Ahh yes, we ignored the creationists who cried out “entropy!”  Of course, evolution can go backwards in step with the law of entropy, and still be able to move forward like we told you before.  But we just ignored entropy because…well, it makes evolution less possible, statistically speaking.  But we can overcome that, er, somehow.

See how belief can make you biased and miss big things?  Evolutionary theory led to such bogus ideas as junk DNA and vestigial organs because of their BIAS against data that might make their conclusions less likely.  (I know evolutionists still tout examples of these, but they are not convincing, and their presentations ignore the fact that they made so many mistakes in the past, assuming vestigiality when it was not really correct.  I’m glad I still have my appendix and my tonsils ;).

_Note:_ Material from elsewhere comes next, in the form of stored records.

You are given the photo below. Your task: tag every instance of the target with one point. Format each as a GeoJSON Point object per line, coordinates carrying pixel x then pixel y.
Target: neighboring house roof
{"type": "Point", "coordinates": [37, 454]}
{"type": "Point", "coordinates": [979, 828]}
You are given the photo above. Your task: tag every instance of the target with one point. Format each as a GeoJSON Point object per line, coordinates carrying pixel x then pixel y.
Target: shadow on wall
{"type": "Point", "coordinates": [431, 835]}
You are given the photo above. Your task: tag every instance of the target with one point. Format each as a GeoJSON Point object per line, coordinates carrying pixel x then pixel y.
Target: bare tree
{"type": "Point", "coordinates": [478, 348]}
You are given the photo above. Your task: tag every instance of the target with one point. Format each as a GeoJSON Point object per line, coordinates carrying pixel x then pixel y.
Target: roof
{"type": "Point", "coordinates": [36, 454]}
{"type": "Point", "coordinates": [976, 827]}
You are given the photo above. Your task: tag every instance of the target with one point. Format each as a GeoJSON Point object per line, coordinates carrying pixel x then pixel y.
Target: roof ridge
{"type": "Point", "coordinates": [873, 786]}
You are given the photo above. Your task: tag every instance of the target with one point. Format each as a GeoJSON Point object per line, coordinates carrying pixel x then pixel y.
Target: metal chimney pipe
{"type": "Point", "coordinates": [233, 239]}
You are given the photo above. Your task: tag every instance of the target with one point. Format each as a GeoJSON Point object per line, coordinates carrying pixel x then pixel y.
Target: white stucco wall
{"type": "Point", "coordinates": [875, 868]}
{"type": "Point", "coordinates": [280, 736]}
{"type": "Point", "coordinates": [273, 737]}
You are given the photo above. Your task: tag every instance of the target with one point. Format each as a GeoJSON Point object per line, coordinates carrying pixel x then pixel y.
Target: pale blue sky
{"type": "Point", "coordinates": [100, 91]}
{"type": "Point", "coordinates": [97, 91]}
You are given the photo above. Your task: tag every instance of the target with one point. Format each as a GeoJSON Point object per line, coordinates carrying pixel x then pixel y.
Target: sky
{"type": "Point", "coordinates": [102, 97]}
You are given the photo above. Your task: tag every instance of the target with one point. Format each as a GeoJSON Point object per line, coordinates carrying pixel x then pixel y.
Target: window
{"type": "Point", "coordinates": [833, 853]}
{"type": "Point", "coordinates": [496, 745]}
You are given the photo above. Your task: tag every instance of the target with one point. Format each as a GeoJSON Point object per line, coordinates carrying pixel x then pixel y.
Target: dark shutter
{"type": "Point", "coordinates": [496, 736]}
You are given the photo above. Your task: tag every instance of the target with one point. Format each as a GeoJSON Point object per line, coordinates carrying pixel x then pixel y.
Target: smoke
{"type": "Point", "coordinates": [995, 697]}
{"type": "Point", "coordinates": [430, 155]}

The more similar two species looked, the more closely related they were thought to be.  But looks can be deceptive.

Again, even more deceptive if you are given to self-deception in order to support your belief.

If Arendt is correct, then the ancestral CNS was lost completely in two major animal groups…yet their members have lost their brains and instead have diffuse neural nets.

I’m sorry, I can not resist.  WHO has lost their brains?   Hehe.

If loss is so common, the challenge now is to distinguish the organisms that were always simple from those  that have evolved simplicity.  Genetics will be an invaluable tool here, but it will take a lot more analysis and comparison between a wide range of species before a definitive tree of life emerges.

Translation?  All of those trees that show the “probable” common ancestry?  Probably mostly bogus for the next few decades or more while we figure out if genetics can support our ideas.  Um, until then, just take it on faith, OK?

The very genetic complexity of Acropora [a coral], for example, has led some to question it’s position in the tree, arguing that it may have evolved later than was thought – that it may in fact be a descendant of Urbiliateria, [not an ancestor]….If evolutionary biologists  today are to avoid the mistakes of their predecessors, they need to eliminate precisely that kind of circularity.

LOL!  The complexity of a leetle coral has them confused, and they think they can pontificate about human ancestry!  BUahahahaha!  Good thing someone is noticing circularity in their thinking.

Still, the new phylogenists are more resolute than ever. “There can only be one true relationship of animals to one another.”

Why only one?  I mean, you assumed only one path for evolution of features before, and now you think there are many.  So why do you think that there is only ONE relationship to be found?  But you’re right on one thing.  There is only one truth about origins out there.  Will evolutionary geneticists find it?   Or will they be as accurate and cocksure as their morphological predecessors?

We  might not know in our lifetime, but in the meantime, evolutionary believers will have to do what they’ve always really done – take it on faith.

God, that was fun to write.  Really, I don’t think I can sleep now.